Microsoft Partners with Rubrik to Enhance Incident Response with Generative AI


Microsoft has announced a new partnership with Zero Trust cybersecurity vendor Rubrik. The deal will allow enterprise customers to utilize natural language processing and generative AI to speed up security response times during cyber attacks.

Rubrik is a cybersecurity company that focuses on enhancing data security and operational resilience for organizations. It offers a platform that supports ransomware investigation, incident containment, sensitive data discovery, orchestrated application recovery, and Zero Trust data protection.

“In a time when bad actors are becoming increasingly inventive, organizations must lean on AI to turn the tables on attackers,” said Charlie Bell, EVP of Security, Compliance, Identity, and Management at Microsoft. “Working with Rubrik establishes a counterpoint to the modern threats that our customers are facing and allows organizations to react to incidents more quickly. Through the speed of AI, we believe security defenders will be able to identify and stop attacks faster than ever before.”

Rubrik explained that the new integration with Azure OpenAI Services would help security teams in the following ways:

  • Streamline incident creation: It detects malicious activities within Rubrik Security Cloud and automatically creates an incident in Microsoft Sentinel.
  • Recommend Task Workstreams: It provides recommendations for incident response activities to help IT admins expedite the investigation of security incidents.
  • Accelerate Cyber Recovery: It generates code for the investigation of incidents in Microsoft Sentinel.

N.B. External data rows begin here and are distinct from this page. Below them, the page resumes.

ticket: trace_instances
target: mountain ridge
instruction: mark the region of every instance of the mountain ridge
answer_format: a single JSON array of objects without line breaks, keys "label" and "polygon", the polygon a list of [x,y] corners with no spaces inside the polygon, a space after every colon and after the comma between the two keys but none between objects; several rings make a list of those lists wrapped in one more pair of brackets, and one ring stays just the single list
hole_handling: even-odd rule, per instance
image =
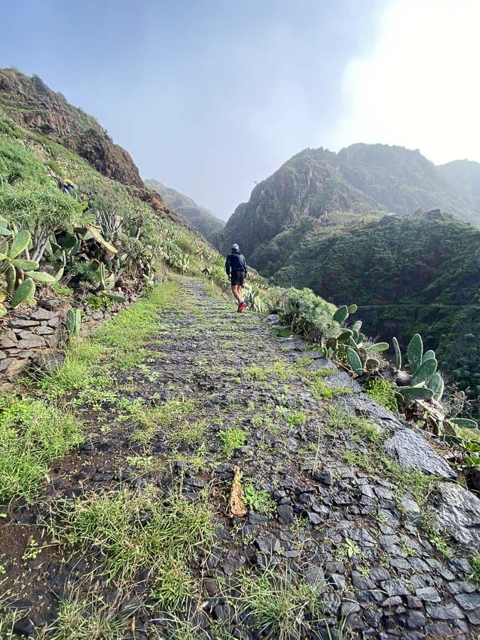
[{"label": "mountain ridge", "polygon": [[169,207],[182,215],[210,242],[214,240],[216,234],[225,226],[225,222],[217,218],[209,209],[197,204],[192,198],[181,191],[168,187],[153,178],[147,178],[145,184],[159,193]]},{"label": "mountain ridge", "polygon": [[70,105],[38,75],[0,68],[2,112],[16,124],[77,154],[106,178],[127,186],[155,210],[167,212],[160,196],[146,188],[130,154],[113,142],[95,117]]},{"label": "mountain ridge", "polygon": [[[336,154],[307,148],[284,163],[240,203],[217,238],[225,250],[231,242],[253,253],[277,233],[309,218],[325,225],[352,215],[380,216],[440,208],[480,225],[480,199],[467,197],[418,150],[358,143]],[[346,215],[348,214],[348,215]],[[261,262],[255,266],[262,269]]]}]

The Rubrik Anomaly Detection service will use AI to ensure real-time monitoring of data backups and detection of file activity within the system. Subsequently, it identifies anomalies and forwards the data for further investigation to Microsoft Sentinel.

Microsoft Sentinel then uses the information to create special rules for monitoring purposes. If an anomaly is detected based on the rules, Microsoft Sentinel will automatically create a workspace where security teams can work together to investigate the issue. Additionally, it provides recommendations for immediate action to mitigate the security incident.

Microsoft’s ongoing investments bolster cybersecurity

This announcement is an important step in Microsoft’s ongoing efforts to integrate generative AI capabilities into its ecosystem. It will be interesting to see how the new partnership with Rubrik will help to protect businesses. Microsoft has recently announced a new Security Copilot tool that helps security teams with threat hunting and incident response.